The 2025 results reinforce several long-standing trends — with a few important nuances.
The Big Picture
In 2025, just 38% of active funds both survived and outperformed their passive peers. That’s down from the prior year and consistent with long-term data showing that active management faces steep odds.
Over the past 10 years through 2025:
- Only 21% of active funds survived and beat passive alternatives.
- In U.S. large-cap stocks, success rates were especially low.
- Bond funds and certain niche categories fared somewhat better.
U.S. Large Caps: A Tough Arena for Active Managers
Large-cap U.S. stocks continue to be one of the hardest areas for active managers to justify their fees.

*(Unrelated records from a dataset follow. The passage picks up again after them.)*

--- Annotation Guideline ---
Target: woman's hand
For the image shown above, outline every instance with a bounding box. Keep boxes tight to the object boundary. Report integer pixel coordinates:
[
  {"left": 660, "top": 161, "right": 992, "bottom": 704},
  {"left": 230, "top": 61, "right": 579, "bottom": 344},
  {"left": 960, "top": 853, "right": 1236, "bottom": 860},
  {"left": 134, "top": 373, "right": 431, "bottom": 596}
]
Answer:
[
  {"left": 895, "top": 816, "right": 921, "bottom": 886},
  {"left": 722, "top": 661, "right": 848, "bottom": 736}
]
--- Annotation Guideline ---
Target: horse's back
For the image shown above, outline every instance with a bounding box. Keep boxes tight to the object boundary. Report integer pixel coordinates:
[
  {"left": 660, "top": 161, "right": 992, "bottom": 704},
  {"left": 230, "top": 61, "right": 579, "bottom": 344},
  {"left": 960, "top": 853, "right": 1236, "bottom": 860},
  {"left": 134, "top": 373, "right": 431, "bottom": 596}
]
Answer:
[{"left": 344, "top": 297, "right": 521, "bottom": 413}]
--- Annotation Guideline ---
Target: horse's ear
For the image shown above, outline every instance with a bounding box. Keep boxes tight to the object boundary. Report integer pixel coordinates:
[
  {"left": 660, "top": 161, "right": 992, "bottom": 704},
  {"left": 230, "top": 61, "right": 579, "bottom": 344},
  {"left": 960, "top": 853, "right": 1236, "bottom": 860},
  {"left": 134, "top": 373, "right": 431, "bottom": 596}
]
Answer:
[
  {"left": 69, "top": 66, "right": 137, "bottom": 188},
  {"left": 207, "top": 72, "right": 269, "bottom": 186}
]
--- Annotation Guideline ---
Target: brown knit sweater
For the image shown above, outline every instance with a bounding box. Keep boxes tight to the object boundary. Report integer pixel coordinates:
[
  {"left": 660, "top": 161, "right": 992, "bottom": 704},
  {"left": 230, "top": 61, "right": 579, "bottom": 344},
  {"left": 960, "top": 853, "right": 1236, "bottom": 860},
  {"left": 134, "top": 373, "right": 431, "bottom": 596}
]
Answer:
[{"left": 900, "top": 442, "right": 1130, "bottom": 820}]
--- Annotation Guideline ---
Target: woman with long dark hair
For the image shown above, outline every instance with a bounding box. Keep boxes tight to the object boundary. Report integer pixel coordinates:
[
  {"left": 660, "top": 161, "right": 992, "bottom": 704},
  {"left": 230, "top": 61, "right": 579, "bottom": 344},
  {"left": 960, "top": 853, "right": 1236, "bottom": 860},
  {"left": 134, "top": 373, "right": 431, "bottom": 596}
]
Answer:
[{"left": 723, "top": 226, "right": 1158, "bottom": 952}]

- Only about 10% of active large-cap funds beat passive peers over the past decade.
- Large-growth was particularly challenging.

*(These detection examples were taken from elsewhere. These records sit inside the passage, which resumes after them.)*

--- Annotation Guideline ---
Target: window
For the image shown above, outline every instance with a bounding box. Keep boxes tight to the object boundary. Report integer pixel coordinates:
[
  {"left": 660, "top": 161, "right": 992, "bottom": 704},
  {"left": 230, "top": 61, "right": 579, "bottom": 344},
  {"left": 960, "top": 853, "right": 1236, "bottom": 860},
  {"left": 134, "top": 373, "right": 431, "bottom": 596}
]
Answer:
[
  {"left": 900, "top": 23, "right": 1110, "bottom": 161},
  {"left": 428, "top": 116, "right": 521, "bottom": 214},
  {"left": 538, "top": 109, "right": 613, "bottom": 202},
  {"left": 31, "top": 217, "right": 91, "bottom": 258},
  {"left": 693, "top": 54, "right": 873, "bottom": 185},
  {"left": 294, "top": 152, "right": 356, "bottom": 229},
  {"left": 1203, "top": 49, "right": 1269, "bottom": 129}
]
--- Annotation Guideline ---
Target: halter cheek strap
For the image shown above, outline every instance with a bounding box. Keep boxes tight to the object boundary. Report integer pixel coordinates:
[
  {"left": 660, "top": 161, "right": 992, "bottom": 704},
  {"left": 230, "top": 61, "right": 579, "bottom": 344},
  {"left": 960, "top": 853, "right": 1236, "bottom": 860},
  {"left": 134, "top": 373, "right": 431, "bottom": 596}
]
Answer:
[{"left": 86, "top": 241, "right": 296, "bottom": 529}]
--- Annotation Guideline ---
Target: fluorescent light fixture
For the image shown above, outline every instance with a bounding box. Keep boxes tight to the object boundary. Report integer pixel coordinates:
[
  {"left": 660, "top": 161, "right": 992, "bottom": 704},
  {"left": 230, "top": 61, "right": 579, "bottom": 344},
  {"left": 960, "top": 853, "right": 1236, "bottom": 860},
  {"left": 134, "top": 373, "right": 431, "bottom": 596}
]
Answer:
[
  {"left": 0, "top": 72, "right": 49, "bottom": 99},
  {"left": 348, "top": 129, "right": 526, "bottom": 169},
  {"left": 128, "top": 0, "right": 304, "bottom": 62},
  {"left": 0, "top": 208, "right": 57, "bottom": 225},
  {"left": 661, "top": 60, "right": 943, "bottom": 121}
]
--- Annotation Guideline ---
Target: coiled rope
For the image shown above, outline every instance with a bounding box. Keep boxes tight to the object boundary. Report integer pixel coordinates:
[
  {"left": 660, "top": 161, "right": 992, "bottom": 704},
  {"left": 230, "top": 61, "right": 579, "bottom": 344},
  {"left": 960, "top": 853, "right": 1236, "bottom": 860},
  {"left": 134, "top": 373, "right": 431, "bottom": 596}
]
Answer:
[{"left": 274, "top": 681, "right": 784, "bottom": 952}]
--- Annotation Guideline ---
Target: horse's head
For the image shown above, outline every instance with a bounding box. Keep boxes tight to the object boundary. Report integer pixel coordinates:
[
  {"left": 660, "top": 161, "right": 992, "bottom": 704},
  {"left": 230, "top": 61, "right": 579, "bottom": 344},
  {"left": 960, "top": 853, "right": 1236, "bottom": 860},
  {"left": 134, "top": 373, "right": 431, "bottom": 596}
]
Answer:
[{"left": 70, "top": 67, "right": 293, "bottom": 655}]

- The penalty for picking a losing manager was often greater than the reward for picking a winner.
In fact, passive large-growth funds outperformed active peers by more than 2% annually over 10 years — one of the widest gaps in the study.
For investors, that’s a meaningful compounding difference.

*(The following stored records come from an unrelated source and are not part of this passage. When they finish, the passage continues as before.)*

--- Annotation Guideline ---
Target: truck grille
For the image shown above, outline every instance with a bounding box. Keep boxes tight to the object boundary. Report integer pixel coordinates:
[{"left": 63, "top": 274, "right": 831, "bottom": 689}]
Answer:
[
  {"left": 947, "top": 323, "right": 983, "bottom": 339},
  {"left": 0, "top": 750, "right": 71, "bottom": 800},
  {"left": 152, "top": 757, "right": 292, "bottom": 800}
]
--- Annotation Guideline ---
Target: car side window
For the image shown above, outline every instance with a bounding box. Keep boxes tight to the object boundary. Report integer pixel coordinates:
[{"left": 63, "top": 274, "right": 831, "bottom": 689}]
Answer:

Mid- and Small-Cap Stocks: Better, But Still Not Easy
Active managers had slightly better success rates in mid- and small-cap stocks.
- Mid-cap value managers showed stronger one-year results in 2025.
- Small-cap strategies have historically had higher success rates than large caps, partly because that segment is less efficiently priced.
But even here, long-term success rates were far from overwhelming. Over 10 years, only about a quarter of small-cap managers beat passive peers.
International Stocks: A Bright Spot in 2025
Active international managers had a relatively strong year.
• Foreign-only stock categories saw improved success rates.
• Diversified emerging-markets funds stood out in 2025.
However, the long-term record remains mixed. One good year doesn’t overturn a decade of data.
Bonds: Mixed Results
Active bond managers experienced a reversal in 2025, with success rates declining across several categories.
That said, over the past 10 years, fixed-income categories have had higher success rates than most equity categories, making bonds one of the more defensible areas for selective active management.
The Most Important Finding: Fees Matter
One of the clearest conclusions from the report:
- 31% of the cheapest active funds beat passive peers over 10 years.
- Only 17% of the most expensive funds did.
Lower cost significantly improves the odds — but it still doesn’t guarantee success.
Management fees remain one of the few variables investors can actually control.
What This Means for Your Portfolio
The data reinforces several practical principles:
- Start with low-cost passive exposure, especially in efficient markets like U.S. large caps.
- Prioritize cost discipline — fees materially affect long-term outcomes.
- Avoid performance chasing. One strong year does not change structural probabilities.
Active management is not dead. But the bar is high.
The evidence continues to support a disciplined, cost-aware approach that uses passive investments as a core foundation.
As always, the goal isn’t to “win the active vs. passive debate.” The goal is to maximize your probability of long-term success.